Als ich das letzte Mal am Nömmen war habe ich mit schlanken Wobblern in ca. 6m auf Zander geschleppt. Lt. Echolot war das genau die Tiefe in der ich immer wieder kleine Nester der Zander gefunden habe.
An Untiefen habe ich zur Abwechslung auch geankert und mit Wobbler in ca. 4m und mit Gummifisch am Grund geangelt und sowohl Hecht als auch Zander gefangen.
Das Echolot hat wirklich recht viel Fisch angezeigt, in unterschiedlichen Größen. Ich konnte auch einen Angler beobachten, der an einem vielversprechenden Platz mit Pose und toten Köderfisch geangelt hat.

In der Nähe von Vetlanda kannst du in Ädelfors Gold schürfen. Eine sehenswerte Kleinstadt ist Eksjö. Ca. 15km von Eksjö entfernt liegt Skurugata und Skuruhatt. Ein Plateau und eine Schlucht die einen Ausflug lohnen.
Nässjö lädt zum einkaufen und einen kleinen Bummel ein.
Wo eigentlich hast du dein Haus gemietet? Der See ist immerhin ca. 10 km lang.

gruß "b"


----------



## klax (21. Januar 2009)

*AW: Suche Info`s über den Nömmen see*

moin blinkerputzer,

das ferienhaus ist ein ehemaliges Bahnwärterhäuschen und liegt ca. 2km von stensjön entfernt an der bahnlinie zwischen nässjö und vetlanda. wie schnell fährst du denn beim schleppen?


----------



## blinkerputzer (21. Januar 2009)

*AW: Suche Info`s über den Nömmen see*

Moin klax.

Ich schleppe so langsam wie möglich, wobei ich immer wieder auch unregelmäßig für einen kurzen Moment etwas zügiger fahre. Wie halt beim Spinnfischen auch.
Ich war seinerzeit in einem Ferienhaus in der Nähe von Stensjön. In Ryd.
Im Bereich der nördlichen 2km habe ich allerdings nicht gut gefangen. 
Erst dort wo der See breiter wird und du die erste geschützte Vogelinsel vor dir hast, begann seinerzeit das gute Angeln. Da ich dort recht gut gefangen habe, hatte ich den See auch nicht viel weiter südlich erkundet, konnte aber beobachten, dass gerade Einheimische mit ihren schnellen Booten weiter südlich zum Angeln gefahren sind.

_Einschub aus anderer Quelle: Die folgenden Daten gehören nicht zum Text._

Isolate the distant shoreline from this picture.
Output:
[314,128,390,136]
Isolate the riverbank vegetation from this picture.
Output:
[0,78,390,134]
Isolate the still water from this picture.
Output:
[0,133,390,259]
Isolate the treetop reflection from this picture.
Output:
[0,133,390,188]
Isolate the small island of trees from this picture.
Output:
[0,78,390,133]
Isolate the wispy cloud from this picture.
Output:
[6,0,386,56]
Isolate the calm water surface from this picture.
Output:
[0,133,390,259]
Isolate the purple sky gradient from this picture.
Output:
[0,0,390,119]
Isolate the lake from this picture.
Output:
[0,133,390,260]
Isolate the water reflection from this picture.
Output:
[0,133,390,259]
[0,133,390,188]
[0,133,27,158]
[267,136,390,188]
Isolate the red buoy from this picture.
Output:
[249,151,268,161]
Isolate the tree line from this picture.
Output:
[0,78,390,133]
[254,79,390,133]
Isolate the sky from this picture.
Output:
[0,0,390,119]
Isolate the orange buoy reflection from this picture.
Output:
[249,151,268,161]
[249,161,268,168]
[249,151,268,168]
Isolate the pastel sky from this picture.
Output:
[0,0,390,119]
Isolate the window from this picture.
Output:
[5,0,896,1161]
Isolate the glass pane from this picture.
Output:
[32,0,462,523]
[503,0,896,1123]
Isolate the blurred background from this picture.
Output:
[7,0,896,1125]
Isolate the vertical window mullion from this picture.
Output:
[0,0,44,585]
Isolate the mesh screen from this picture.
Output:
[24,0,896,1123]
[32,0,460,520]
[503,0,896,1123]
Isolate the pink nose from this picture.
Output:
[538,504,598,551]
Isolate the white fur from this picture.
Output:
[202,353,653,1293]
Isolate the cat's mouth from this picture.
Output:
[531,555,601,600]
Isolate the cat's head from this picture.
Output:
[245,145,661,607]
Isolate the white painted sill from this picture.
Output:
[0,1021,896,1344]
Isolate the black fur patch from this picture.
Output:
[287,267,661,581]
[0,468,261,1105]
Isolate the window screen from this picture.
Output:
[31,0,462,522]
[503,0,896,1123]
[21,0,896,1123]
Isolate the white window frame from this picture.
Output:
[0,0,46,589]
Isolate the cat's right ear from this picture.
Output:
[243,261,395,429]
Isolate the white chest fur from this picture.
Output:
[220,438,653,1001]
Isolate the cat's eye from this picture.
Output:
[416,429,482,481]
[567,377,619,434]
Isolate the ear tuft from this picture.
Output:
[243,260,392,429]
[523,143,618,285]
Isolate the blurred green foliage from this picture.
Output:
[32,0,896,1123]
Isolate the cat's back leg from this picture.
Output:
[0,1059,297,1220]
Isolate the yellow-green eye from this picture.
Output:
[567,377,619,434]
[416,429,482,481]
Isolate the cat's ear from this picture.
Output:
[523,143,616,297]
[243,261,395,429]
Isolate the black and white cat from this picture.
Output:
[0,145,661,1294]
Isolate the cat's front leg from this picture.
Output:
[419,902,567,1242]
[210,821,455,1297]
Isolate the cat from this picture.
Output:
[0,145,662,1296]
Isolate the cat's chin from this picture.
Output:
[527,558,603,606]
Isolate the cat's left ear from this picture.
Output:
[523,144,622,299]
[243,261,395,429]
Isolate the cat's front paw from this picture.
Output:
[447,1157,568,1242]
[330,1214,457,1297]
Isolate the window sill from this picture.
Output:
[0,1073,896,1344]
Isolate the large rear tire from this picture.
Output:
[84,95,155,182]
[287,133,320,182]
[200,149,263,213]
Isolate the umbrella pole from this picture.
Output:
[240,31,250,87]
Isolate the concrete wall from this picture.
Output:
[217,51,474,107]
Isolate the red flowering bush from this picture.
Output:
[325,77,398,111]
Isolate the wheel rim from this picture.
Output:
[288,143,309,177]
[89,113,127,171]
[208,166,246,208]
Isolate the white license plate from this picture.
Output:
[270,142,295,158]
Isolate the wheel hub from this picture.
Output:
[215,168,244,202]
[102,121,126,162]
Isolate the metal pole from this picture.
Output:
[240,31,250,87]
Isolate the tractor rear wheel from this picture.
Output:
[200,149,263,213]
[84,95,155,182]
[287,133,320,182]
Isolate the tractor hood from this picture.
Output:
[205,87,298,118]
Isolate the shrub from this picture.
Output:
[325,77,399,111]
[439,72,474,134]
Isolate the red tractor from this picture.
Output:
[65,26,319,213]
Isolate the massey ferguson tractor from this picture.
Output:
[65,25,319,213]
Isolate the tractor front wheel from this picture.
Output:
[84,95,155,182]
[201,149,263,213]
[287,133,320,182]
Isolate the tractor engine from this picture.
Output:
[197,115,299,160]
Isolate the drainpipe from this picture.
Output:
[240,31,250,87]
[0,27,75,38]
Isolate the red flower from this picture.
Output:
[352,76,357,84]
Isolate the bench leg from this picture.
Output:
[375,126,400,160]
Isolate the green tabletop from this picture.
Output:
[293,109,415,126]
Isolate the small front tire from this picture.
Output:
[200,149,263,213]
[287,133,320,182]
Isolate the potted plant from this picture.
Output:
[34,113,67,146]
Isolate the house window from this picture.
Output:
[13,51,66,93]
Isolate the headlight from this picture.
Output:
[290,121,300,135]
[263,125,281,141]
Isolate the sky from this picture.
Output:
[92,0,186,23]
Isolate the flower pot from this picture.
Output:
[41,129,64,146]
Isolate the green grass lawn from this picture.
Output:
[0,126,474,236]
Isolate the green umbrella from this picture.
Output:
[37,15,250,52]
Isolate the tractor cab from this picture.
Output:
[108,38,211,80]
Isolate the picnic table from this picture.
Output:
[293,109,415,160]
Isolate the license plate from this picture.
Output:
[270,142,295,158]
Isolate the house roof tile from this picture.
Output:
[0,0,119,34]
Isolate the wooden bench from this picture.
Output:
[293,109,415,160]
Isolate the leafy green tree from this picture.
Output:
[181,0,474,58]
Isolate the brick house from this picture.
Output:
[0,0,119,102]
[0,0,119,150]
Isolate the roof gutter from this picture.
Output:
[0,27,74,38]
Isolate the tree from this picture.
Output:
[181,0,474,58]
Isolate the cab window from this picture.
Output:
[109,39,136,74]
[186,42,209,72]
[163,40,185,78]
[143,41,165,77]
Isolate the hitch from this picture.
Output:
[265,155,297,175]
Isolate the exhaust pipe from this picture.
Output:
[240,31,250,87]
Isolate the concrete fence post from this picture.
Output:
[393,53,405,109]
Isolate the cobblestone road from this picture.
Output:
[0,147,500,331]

Eigentlich müsste ich auch mal wieder dort hin, denn der Nömmen war für mich der bisher beste See an dem ich in Schweden geangelt habe.

Gruß "b"


----------



## klax (21. Januar 2009)

*AW: Suche Info`s über den Nömmen see*

moinsen blinkerputzer,

da wir als wir das letzte mal am nömmen waren nur das ruderboot vom vermiter hatten haben wir nur sehr wenig vom nömmen gesehen und auch nicht viel gefangen 
was sich diesesmal hoffentlich ändern wird
habe gestern gerade die fähre gebucht und gedacht das ich vom glauben abfalle die 
wollen 505 euro für die überfahrt hin und zurück von rostock nach trelleborg/trelleborg rostock pkw+boot 
2005 habe ich ohne boot 200euro bezahlt

nochmals danke für deine tipps


----------



## blinkerputzer (22. Januar 2009)

*AW: Suche Info`s über den Nömmen see*

Hi klax.

Mein Top-Köder war übrigens Rapala Husky Jerk Deep.

Der einzige Angelladen den ich in der Nähe kenne ist in Eksjö. FiskeStig! Dort erhältst du eigentlich alles. Die Leute sind sehr nett und freundlich, wie überall eigentlich in Schweden. Kurz vor Eksjö liegt der Aborreviken, ein Forellensee falls es dich interessiert.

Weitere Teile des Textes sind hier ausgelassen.